There were 1,222 households, of which 33.5% had children under the age of 18 living with them, 37.3% were headed by married couples living together, 16.0% had a female householder with no husband present, and 41.0% were non-families. 34.6% of all households were made up of individuals, and 10.3% were someone living alone who was 65 years of age or older. The average household size was 2.43, and the average family size was 3.19.

18.6% of the population were under the age of 18, 34.2% from 18 to 24, 21.0% from 25 to 44, 18.5% from 45 to 64, and 7.9% who were 65 years of age or older. The median age was 22.9 years. For every 100 females, there were 83.3 males.
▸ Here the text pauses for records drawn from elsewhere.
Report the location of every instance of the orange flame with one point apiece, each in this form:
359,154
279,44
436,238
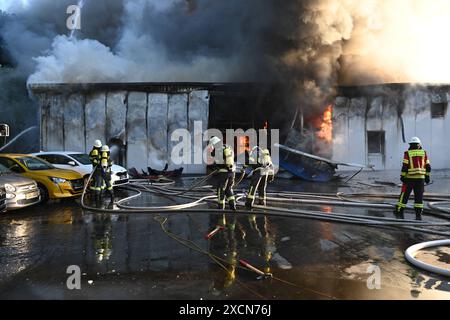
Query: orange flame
243,144
326,127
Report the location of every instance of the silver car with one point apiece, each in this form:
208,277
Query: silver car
20,192
2,199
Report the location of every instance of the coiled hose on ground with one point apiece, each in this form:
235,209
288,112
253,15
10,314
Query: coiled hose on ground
200,196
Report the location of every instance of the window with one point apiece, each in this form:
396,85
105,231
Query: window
375,141
438,110
60,159
11,165
35,164
81,158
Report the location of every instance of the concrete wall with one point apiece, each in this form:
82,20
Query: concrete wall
143,120
354,115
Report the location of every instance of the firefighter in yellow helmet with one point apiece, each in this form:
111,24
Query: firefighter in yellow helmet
261,163
415,173
97,180
106,165
225,165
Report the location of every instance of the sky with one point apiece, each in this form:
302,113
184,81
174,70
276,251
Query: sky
5,4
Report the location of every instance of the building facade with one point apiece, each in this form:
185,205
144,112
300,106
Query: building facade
373,124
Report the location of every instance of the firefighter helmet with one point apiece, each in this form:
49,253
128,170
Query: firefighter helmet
415,140
98,144
213,141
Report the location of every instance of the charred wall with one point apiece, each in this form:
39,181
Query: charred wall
140,116
372,124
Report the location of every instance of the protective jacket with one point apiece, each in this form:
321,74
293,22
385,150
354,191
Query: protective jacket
416,164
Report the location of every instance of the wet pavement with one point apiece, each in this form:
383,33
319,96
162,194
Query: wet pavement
148,256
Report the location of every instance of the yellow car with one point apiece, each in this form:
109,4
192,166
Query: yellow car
53,183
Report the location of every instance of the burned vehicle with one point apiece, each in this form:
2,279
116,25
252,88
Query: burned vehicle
20,192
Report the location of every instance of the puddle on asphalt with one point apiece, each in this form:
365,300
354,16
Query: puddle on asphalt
129,256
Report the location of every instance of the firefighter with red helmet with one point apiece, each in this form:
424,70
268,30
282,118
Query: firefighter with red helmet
225,175
415,173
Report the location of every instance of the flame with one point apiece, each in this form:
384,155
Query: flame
243,144
326,127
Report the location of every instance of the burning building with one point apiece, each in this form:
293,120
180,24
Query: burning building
139,118
373,124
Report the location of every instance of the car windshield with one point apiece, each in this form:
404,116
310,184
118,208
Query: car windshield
81,158
4,170
35,164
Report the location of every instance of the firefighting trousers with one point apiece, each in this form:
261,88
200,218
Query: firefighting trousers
258,183
101,181
224,186
416,185
97,181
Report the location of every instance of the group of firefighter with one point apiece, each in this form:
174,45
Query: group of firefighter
100,157
415,174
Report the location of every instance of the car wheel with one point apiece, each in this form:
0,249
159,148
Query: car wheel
44,193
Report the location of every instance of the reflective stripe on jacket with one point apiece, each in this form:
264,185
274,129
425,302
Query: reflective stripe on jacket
416,164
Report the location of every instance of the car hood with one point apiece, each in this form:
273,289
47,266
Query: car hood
14,179
59,173
116,168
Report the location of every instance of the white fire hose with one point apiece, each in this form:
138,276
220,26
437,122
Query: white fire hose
412,251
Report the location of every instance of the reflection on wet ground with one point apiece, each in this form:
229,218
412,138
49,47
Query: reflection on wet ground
142,256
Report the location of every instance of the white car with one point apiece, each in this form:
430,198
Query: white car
80,162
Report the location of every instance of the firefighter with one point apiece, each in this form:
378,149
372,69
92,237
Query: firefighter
261,163
226,172
415,173
106,165
95,158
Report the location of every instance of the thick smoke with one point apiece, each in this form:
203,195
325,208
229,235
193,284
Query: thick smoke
308,45
164,41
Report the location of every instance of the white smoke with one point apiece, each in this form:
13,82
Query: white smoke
136,57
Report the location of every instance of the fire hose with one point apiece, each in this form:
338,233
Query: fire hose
196,194
412,252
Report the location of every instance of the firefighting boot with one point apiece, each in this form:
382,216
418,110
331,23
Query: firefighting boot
399,212
419,214
232,204
249,204
111,195
98,199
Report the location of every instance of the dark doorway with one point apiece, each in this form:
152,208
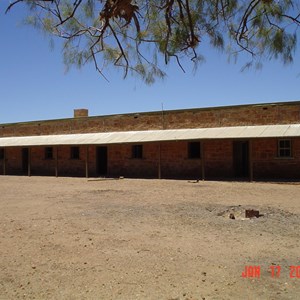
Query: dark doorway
101,161
25,160
241,159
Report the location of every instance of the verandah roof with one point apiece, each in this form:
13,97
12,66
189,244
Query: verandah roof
104,138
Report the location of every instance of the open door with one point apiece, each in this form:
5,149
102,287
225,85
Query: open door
241,159
101,161
25,160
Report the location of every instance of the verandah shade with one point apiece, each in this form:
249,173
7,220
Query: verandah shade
104,138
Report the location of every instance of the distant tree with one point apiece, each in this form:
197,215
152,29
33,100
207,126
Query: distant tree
138,35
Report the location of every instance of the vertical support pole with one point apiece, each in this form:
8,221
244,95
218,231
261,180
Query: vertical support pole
250,161
56,161
29,161
4,161
159,160
87,161
202,160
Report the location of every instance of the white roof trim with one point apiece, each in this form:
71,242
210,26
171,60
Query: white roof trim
104,138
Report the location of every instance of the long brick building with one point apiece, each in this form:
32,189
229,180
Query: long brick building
250,142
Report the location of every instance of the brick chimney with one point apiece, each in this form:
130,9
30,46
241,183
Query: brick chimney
82,112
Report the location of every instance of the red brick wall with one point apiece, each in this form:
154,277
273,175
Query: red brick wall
267,164
218,161
281,113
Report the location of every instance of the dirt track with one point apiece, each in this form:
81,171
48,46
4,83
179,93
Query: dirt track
70,238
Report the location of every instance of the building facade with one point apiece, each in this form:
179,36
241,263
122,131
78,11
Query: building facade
249,142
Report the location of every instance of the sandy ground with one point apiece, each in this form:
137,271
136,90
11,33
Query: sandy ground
70,238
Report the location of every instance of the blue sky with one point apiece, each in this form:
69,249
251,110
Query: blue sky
35,86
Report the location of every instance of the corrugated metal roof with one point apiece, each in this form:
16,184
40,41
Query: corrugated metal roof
104,138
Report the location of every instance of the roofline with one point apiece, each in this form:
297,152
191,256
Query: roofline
158,112
145,136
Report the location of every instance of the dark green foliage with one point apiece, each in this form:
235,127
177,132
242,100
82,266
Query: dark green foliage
140,36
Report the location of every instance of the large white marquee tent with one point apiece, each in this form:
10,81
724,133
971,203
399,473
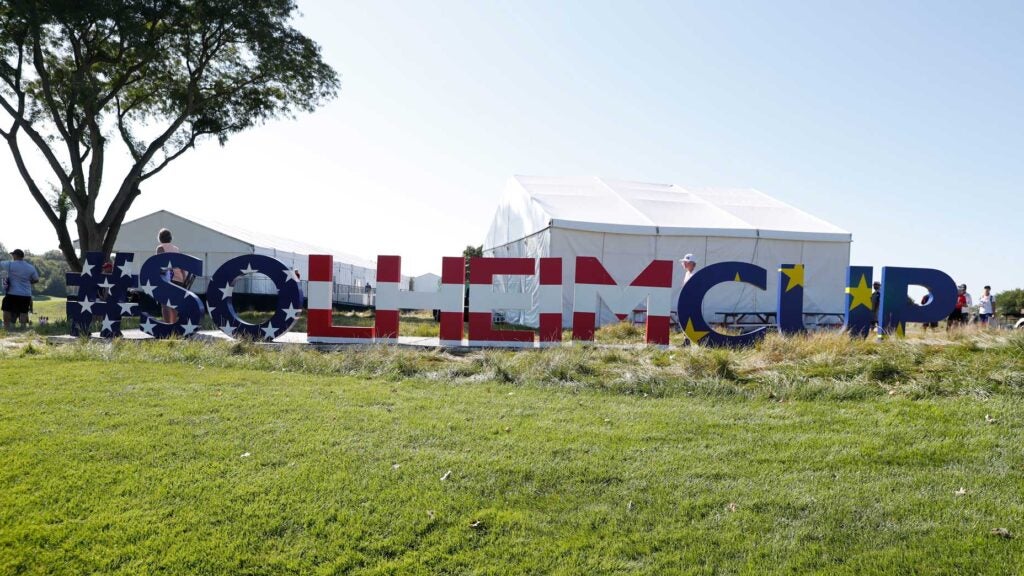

For every 100 females age 18 and over, there were 80.6 males.

===Income and poverty===
For the period 2009 through 2013, the estimated median household income was $41,679, and the median family income was $56,250. Male full-time workers had a median income of $41,617 and females $35,459. The per capita income was $21,123. About 11.6% of families and 19.1% of the population were below the poverty line, including 21.5% of those under age 18 and 22.7% of those age 65 or over.

All of Vassar College is located within the zip code 12604, which falls inside the Arlington CDP.
==Sports==
- Arlington Speedway (aka Airport Speedway) was a 1/4 mi dirt oval facility opened in 1951. The facility featured stock car racing sanctioned by the Mutual Racing Association, which also hosted events at the Rhinebeck Speedway to meet the rising popularity of auto racing in Dutchess County following World War II. Racing ended after the 1962 season, and the land was repurposed for a radio station.